The association between metabolic vulnerability index (MVX), a composite biomarker integrating inflammatory and metabolic pathways, and chronic liver diseases (CLDs) is still unclear.

Methods

This prospective cohort study included 255,171 participants from the UK Biobank, with a median follow-up period of 13.71 years. Multivariable-adjusted cox proportional hazards models, restricted cubic splines (RCS) and sensitivity analyses were used to evaluate the association between MVX and CLDs.

Results

This study showed that higher levels of MVX (Q4 vs Q1) significantly increased the risk of CLDs after adjusted by socio-demographic and health status factors (all P < 0.05): cirrhosis (HR = 1.60, 95%CI:1.38–1.86), alcoholic-related liver disease (HR = 1.34, 95%CI:1.07–1.68), autoimmune liver disease (HR = 1.35, 95%CI:1.12–1.62), liver and biliary tract cancer (HR = 1.32, 95%CI:1.05–1.66), liver disease-related death (HR = 2.11, 95%CI:1.59–2.80), and all-cause mortality (HR = 1.17, 95%CI:1.13–1.21). No association was found between MVX and viral hepatitis.
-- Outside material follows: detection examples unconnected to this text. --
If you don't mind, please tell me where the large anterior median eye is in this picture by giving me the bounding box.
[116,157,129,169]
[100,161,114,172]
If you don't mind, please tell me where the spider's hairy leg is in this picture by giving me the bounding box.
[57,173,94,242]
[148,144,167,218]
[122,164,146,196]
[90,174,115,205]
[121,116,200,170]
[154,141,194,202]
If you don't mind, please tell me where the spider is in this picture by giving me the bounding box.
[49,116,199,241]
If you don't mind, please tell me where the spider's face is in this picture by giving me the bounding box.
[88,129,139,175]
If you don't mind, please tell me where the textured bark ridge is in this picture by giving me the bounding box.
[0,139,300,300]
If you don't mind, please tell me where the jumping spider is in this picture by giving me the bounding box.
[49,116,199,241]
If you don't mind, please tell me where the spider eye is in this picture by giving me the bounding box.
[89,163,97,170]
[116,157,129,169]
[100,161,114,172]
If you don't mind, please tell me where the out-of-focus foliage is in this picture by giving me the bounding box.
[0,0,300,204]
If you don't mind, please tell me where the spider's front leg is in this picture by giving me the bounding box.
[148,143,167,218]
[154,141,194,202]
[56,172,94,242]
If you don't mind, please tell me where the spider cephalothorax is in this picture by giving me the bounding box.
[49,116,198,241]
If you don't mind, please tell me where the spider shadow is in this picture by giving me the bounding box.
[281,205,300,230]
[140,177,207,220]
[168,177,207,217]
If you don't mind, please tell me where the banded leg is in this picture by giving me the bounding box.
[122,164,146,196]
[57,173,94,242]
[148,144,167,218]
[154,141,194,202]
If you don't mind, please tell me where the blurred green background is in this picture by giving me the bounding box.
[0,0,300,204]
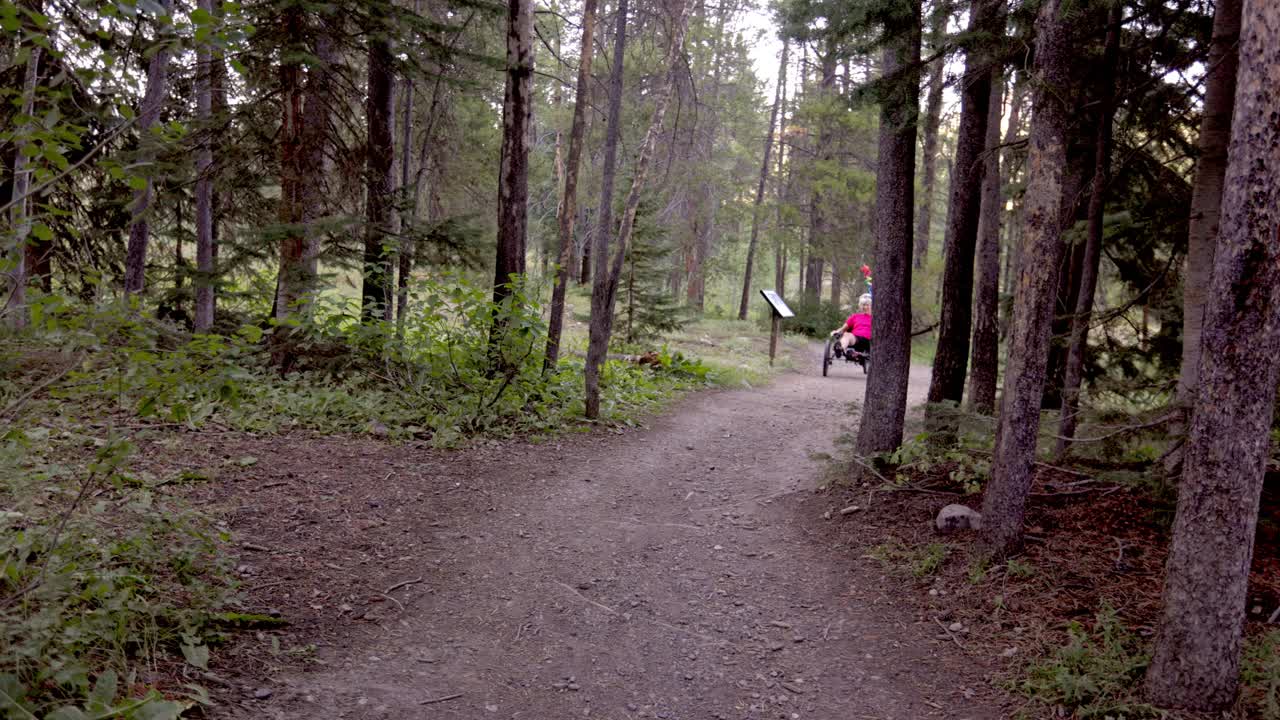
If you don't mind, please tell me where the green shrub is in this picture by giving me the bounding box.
[1018,607,1164,720]
[0,427,233,720]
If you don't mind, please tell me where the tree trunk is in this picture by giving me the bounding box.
[582,0,628,418]
[969,73,1005,415]
[858,0,920,455]
[1147,0,1280,714]
[4,41,42,329]
[543,0,596,372]
[737,42,790,320]
[687,0,730,313]
[1170,0,1242,466]
[982,0,1078,555]
[193,0,214,332]
[124,0,173,295]
[361,28,394,320]
[804,41,837,305]
[273,6,306,322]
[929,0,1005,405]
[584,0,686,419]
[915,10,950,268]
[773,53,792,297]
[1041,130,1095,410]
[1000,70,1027,303]
[209,46,228,319]
[1057,3,1123,456]
[489,0,534,358]
[396,0,422,328]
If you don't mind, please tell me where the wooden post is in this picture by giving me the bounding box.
[769,313,782,368]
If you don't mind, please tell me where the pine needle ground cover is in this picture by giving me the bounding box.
[0,283,793,719]
[806,418,1280,720]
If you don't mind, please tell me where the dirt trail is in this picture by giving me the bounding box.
[217,351,1001,720]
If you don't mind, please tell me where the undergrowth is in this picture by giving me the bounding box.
[0,279,747,720]
[0,428,236,720]
[10,283,719,446]
[1015,606,1280,720]
[1016,607,1165,720]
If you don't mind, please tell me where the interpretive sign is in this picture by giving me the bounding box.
[760,290,796,318]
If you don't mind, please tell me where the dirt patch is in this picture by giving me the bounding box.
[132,345,1007,720]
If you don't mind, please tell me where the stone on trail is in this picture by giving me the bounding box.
[933,505,982,534]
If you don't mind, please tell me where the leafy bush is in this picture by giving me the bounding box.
[10,281,713,446]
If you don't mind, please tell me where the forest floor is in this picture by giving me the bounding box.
[151,350,1009,720]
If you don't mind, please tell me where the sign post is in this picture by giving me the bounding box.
[760,290,796,368]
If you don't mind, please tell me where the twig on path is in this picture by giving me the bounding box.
[854,455,888,484]
[892,484,963,497]
[383,578,422,594]
[552,580,618,615]
[1036,460,1093,479]
[419,693,462,705]
[933,618,964,650]
[0,351,87,418]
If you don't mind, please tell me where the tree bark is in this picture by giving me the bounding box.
[193,0,214,332]
[582,0,628,418]
[773,53,792,297]
[858,0,920,455]
[982,0,1076,555]
[489,0,534,361]
[124,0,173,295]
[273,6,306,320]
[396,0,422,328]
[584,0,686,419]
[361,30,394,316]
[4,40,42,329]
[1057,3,1124,456]
[804,40,837,305]
[543,0,596,372]
[929,0,1005,405]
[969,74,1005,415]
[914,10,950,268]
[737,42,790,320]
[1172,0,1242,465]
[686,0,731,313]
[1147,0,1280,712]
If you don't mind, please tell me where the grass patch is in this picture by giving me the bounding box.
[0,427,236,720]
[867,539,948,579]
[1016,607,1165,720]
RCS and threshold analysis showed a reverse L-shaped association between MVX and cirrhosis and liver-related deaths, a linearly increasing association with AILD and LBC, and a J-shaped association with ALD and all-cause mortality. Subgroups analysis and sensitivity analyses demonstrated stable correlation between MVX and CLDs and death events.

Conclusion

MVX is a promising indicator for independently predicting CLD events, liver-related mortality, and all-cause mortality. As a marker of metabolic-inflammatory dysregulation, MVX may enable early identification of high-risk individuals for targeted primary prevention of CLDs.